Zielstorff R D, Barnett G O, Estey G, Hamilton G, Vickery A, Welebob E, Fitzmaurice J B, Shahzad C
Laboratory of Computer Science, Massachusetts General Hospital, Boston 02114, USA.
Stud Health Technol Inform. 1997;46:291-5.
As part of a research project intended to provide problem-based knowledge to clinicians at the point of care, we have developed a system that supports the nurse's development of patient-specific, guideline-based treatment plans for patients who have pressure ulcers or are at risk for developing them. The system captures coded data about assessment, diagnosis and interventions using a point-and-click interface. Knowledge is accessible to the user via: 1) hypertext links from the data entry screens; 2) explicit entry into an indexed version of the guideline; 3) imbedded knowledge-based rules that critique the diagnosis and offer guidance for treatment; and 4) explicit entry into interactive algorithms. The system has been implemented experimentally on one care unit at our hospital, where its impact will be assessed in comparison with a control unit. Data on 113 patients were entered during the 21-week experimental period. The system is being evaluated for its instructional adequacy, its impact on clinicians' decision-making and knowledge, and on processes of care. Users' perceptions of the system are also being evaluated. Dissemination issues in the context of today's health care environment are addressed.

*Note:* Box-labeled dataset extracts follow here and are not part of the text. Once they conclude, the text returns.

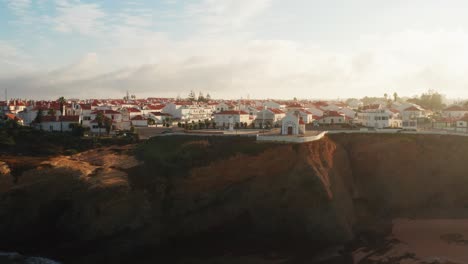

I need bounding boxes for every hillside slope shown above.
[0,135,468,263]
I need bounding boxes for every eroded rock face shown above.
[0,135,468,263]
[0,144,148,250]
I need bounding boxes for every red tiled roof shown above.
[323,111,344,117]
[362,104,380,110]
[460,115,468,122]
[150,112,172,116]
[92,110,120,114]
[127,108,141,113]
[403,105,422,111]
[268,108,284,115]
[80,104,91,110]
[299,109,312,115]
[286,103,302,108]
[132,115,146,121]
[215,110,249,115]
[5,114,23,121]
[146,105,165,110]
[42,116,80,123]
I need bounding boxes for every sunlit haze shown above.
[0,0,468,99]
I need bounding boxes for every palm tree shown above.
[57,96,67,132]
[34,109,44,130]
[95,112,105,136]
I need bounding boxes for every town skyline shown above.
[0,0,468,99]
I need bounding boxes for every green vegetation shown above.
[135,136,275,176]
[408,90,445,111]
[0,125,135,156]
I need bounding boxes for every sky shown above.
[0,0,468,100]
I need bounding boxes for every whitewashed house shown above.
[456,115,468,133]
[34,116,81,132]
[306,105,325,117]
[130,115,148,127]
[90,110,131,133]
[281,111,305,135]
[318,111,347,125]
[148,112,173,124]
[288,109,314,124]
[356,108,402,128]
[442,105,468,118]
[214,102,235,113]
[400,105,426,121]
[263,101,286,109]
[255,108,286,126]
[214,110,252,128]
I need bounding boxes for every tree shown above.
[198,92,205,102]
[34,109,44,129]
[408,90,445,111]
[57,96,67,132]
[70,124,86,137]
[57,96,67,115]
[187,90,195,102]
[104,117,112,135]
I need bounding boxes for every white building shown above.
[130,115,148,127]
[90,110,131,133]
[456,115,468,133]
[214,110,252,127]
[281,112,305,135]
[255,108,286,126]
[356,109,402,128]
[318,111,347,125]
[401,105,426,121]
[442,105,468,118]
[148,112,172,124]
[34,116,81,132]
[263,101,286,109]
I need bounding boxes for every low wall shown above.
[257,131,327,143]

作为一个旨在为临床医生在护理点提供基于问题的知识的研究项目的一部分,我们开发了一个系统,该系统支持护士为患有压疮或有发生压疮风险的患者制定针对特定患者的、基于指南的治疗计划。该系统使用点击界面捕获有关评估、诊断和干预的编码数据。用户可以通过以下方式获取知识:1)数据输入屏幕上的超文本链接;2)明确进入指南的索引版本;3)嵌入的基于知识的规则,对诊断进行评判并提供治疗指导;4)明确进入交互式算法。该系统已在我们医院的一个护理单元进行了实验性实施,在那里将与一个对照单元进行比较来评估其影响。在为期21周的实验期内输入了113名患者的数据。正在对该系统的教学充分性、对临床医生决策和知识的影响以及护理过程进行评估。还在评估用户对该系统的看法。探讨了当今医疗保健环境背景下的传播问题。